Now we’ll use ggplot to make some pretty visualizations:

#install.packages('ggpubr')
library(ggpubr)

results <- data.frame(n=n_samples,
means=means_of_sample_n,
sds=sds_uncorrected_of_sample_n)

g1 <- ggplot(results, aes(x=n, y=means))+
geom_line(color='red') +
geom_point() +
geom_hline(yintercept = 100) +
ylim(c(95, 105)) +
theme_classic()
g2 <- ggplot(results, aes(x=n, y=sds))+
geom_line(color='red') +
geom_point() +
geom_hline(yintercept = 15) +
ylim(c(-1, 17)) +
theme_classic()

ggarrange(g1, g2, ncol = 2, nrow = 1)

Here I will stop for today.

# Exercises

A student is taking an exam with 20 MCQ questions, where each question has 4 choices and the student is randomly answering those questions (so P=0.25). Use R code to answer the following questions:

• Calculate the probability of getting 1 questions correct?

• Calculate the probability of getting AT LEAST 5 questions correct?

• Calculate the probability of getting 15 questions correct?

• Calculate the probability of passing the exam (passing grade is 60%).

• Simulate a class of 100 students taking the same exam (where again each student is making random guesses).
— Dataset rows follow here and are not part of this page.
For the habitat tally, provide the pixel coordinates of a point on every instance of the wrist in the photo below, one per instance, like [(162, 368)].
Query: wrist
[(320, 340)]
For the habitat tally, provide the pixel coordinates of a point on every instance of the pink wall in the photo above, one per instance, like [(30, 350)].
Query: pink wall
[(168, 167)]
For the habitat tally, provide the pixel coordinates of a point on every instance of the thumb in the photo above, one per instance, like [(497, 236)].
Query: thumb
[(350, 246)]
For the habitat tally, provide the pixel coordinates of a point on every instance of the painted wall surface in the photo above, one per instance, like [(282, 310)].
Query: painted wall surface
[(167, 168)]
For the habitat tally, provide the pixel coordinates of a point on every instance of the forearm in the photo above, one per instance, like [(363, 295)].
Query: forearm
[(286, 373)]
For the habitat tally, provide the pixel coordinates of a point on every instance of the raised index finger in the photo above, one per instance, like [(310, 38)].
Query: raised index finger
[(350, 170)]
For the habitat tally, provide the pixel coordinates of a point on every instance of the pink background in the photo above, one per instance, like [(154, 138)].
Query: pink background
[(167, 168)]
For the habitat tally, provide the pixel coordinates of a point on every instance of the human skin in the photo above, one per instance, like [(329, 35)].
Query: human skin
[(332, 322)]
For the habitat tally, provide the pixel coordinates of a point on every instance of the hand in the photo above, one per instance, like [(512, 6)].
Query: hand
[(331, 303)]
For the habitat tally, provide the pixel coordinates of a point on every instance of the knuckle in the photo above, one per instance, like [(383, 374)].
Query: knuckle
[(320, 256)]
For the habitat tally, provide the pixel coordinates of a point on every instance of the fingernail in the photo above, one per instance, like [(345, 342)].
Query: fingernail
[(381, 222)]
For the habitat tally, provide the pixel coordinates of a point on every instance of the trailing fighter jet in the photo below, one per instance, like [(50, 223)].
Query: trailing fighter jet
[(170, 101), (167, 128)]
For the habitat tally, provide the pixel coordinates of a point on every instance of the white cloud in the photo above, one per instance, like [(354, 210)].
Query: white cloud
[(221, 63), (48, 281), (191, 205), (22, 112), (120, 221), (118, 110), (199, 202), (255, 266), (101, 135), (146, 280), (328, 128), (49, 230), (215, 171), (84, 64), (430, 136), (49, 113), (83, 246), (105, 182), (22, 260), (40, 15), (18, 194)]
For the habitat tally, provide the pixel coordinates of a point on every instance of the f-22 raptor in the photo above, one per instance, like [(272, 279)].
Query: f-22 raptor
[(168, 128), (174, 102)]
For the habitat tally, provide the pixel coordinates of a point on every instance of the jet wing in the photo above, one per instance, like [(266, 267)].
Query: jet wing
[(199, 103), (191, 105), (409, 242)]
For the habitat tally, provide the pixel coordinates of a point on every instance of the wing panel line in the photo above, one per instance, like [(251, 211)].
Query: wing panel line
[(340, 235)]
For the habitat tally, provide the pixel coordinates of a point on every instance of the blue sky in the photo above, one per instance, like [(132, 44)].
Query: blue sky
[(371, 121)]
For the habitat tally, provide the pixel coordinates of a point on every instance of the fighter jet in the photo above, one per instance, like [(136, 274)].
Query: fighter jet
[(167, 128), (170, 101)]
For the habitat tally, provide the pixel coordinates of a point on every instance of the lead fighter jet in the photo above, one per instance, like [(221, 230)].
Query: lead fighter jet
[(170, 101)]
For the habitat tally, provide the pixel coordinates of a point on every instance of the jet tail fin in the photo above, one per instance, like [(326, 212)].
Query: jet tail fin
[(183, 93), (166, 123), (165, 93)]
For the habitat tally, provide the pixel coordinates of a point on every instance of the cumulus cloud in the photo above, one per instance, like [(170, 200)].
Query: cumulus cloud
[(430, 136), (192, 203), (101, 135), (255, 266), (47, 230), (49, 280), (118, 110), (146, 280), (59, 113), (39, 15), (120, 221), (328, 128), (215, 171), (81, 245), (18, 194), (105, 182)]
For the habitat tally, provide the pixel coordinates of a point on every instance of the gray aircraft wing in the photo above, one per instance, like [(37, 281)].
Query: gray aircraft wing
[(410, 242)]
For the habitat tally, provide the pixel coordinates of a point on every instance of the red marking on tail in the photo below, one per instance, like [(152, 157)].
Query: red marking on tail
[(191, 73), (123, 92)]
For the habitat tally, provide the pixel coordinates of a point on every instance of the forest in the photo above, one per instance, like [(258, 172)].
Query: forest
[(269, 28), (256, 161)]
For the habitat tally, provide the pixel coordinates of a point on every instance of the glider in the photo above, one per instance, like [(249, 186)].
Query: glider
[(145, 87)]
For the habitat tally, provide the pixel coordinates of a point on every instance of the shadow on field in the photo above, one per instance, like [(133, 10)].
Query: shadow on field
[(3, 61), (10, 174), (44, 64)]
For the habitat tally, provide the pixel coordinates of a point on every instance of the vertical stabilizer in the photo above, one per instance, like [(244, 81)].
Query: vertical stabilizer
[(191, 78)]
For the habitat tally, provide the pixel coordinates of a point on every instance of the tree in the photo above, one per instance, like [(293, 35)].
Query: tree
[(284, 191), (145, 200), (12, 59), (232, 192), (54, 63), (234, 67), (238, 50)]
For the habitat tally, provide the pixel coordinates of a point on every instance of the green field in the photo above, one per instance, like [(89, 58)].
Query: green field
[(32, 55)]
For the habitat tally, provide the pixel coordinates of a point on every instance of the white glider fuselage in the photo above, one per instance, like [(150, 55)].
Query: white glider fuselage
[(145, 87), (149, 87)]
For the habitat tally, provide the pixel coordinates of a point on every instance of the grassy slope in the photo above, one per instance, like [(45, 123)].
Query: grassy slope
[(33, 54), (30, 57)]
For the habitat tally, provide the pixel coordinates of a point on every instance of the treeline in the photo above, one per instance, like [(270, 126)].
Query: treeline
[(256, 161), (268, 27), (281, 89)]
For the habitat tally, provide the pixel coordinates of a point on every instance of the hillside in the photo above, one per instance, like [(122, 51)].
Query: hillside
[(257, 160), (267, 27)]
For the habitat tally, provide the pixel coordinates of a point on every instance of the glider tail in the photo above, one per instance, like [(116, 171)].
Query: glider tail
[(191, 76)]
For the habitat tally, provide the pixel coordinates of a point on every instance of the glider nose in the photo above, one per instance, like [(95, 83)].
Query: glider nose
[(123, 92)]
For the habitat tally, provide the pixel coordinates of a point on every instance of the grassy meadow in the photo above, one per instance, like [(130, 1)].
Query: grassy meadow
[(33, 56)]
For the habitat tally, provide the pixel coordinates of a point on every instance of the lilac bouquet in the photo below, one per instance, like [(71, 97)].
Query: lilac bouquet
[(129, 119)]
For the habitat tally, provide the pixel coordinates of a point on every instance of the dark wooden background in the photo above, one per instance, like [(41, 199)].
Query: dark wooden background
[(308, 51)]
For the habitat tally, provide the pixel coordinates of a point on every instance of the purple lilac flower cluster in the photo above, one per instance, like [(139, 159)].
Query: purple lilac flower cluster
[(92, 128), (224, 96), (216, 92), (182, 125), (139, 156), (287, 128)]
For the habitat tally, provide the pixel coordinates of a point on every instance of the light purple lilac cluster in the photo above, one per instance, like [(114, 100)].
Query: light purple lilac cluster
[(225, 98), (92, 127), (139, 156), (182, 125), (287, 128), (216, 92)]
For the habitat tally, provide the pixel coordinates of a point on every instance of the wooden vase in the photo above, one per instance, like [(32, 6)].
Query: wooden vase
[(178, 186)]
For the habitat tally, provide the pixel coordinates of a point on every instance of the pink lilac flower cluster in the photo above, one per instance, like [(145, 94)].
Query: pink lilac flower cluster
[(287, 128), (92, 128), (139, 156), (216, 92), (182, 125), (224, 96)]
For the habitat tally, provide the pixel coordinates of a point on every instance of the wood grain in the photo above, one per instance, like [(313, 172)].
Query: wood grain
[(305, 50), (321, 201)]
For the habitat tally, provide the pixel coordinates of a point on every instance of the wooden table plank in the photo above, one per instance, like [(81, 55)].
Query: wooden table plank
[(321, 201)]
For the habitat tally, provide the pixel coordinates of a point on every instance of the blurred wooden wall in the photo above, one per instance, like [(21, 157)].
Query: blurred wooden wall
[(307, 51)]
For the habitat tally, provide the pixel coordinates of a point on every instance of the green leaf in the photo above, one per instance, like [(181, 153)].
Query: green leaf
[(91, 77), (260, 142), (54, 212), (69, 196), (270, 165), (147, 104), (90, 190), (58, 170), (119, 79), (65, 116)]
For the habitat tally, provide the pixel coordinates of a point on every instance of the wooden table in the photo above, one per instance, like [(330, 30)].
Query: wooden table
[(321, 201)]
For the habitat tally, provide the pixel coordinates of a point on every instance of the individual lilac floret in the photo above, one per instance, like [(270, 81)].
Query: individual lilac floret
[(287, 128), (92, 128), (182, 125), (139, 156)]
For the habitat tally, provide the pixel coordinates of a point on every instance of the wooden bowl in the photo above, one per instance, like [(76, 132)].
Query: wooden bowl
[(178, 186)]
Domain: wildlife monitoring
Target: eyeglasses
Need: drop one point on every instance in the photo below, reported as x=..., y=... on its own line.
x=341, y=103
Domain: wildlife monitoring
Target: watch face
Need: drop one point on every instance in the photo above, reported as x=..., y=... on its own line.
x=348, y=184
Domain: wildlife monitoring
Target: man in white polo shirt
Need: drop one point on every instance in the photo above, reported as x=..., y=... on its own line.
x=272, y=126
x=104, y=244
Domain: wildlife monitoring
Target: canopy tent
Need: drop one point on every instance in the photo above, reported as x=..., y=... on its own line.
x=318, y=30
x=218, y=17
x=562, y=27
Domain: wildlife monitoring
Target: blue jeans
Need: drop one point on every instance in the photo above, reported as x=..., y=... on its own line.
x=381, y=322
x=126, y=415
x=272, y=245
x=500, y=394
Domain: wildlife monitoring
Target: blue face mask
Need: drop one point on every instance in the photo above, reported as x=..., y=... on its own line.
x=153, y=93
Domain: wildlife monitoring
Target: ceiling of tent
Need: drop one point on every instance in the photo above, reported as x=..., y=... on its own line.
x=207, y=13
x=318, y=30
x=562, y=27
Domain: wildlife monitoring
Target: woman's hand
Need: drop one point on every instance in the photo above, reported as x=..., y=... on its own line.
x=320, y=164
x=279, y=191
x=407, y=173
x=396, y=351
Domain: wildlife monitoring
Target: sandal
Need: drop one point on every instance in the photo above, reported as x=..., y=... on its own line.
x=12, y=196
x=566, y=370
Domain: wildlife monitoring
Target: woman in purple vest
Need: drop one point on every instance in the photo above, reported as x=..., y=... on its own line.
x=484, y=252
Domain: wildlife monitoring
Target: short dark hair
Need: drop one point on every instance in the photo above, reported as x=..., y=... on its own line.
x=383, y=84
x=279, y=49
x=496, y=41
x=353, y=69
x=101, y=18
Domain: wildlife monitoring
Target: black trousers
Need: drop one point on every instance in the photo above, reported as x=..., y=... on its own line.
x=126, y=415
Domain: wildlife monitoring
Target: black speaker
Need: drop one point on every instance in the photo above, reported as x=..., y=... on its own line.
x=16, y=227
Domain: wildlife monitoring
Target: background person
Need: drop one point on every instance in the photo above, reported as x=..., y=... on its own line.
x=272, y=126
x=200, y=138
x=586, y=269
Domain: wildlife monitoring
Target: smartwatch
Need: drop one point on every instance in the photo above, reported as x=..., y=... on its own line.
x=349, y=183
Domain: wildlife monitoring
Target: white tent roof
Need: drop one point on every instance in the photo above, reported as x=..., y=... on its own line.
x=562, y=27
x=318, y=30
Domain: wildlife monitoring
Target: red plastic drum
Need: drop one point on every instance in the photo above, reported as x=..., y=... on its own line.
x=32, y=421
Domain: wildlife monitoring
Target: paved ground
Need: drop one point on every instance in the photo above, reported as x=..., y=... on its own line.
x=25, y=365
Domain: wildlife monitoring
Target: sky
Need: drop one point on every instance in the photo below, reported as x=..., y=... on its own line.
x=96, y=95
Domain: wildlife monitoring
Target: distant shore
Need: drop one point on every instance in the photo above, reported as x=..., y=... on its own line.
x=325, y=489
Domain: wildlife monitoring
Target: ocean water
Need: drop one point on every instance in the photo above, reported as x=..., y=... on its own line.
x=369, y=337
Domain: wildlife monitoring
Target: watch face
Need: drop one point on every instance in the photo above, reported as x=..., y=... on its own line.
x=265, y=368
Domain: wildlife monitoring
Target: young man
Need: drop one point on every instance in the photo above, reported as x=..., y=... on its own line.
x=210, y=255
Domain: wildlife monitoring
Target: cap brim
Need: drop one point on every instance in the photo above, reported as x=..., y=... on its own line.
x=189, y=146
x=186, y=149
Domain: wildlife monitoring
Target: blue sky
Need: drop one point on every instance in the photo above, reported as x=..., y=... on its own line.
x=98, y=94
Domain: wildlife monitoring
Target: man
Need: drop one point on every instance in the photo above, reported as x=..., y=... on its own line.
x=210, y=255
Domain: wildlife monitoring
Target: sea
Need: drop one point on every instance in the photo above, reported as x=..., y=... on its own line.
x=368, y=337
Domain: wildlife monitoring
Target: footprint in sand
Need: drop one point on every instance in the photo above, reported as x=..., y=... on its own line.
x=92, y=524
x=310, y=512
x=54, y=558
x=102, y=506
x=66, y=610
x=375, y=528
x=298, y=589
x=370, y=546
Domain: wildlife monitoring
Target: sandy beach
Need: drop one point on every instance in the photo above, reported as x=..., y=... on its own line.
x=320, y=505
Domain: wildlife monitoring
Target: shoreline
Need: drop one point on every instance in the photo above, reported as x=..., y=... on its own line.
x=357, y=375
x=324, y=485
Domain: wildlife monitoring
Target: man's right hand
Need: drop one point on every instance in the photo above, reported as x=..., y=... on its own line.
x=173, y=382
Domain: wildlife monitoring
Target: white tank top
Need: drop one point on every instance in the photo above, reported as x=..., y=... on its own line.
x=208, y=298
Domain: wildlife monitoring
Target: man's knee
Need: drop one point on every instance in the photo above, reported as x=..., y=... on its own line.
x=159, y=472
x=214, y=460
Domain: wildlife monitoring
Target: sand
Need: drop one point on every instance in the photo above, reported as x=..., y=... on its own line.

What is the average of the class (or the average of correct answers per student)?

• If we increase the class size to 1000 students, what happens to the average? (keep in mind that the true average of the correct answers for any given number of students is simply P * N or 0.25 * 20 = 5 correct answers).

Use simulations to answer the following questions:

• Is the maximum (max) a biased estimate or an unbiased estimate of population maximum?

• Is the median (median) a biased estimate or an unbiased estimate of the population median?

• Is the variance a biased or unbiased estimate of population variance? (DO NOT USE var, rather, use the original formula that divides by N)

You might want to use an R Markdown file to answer those questions.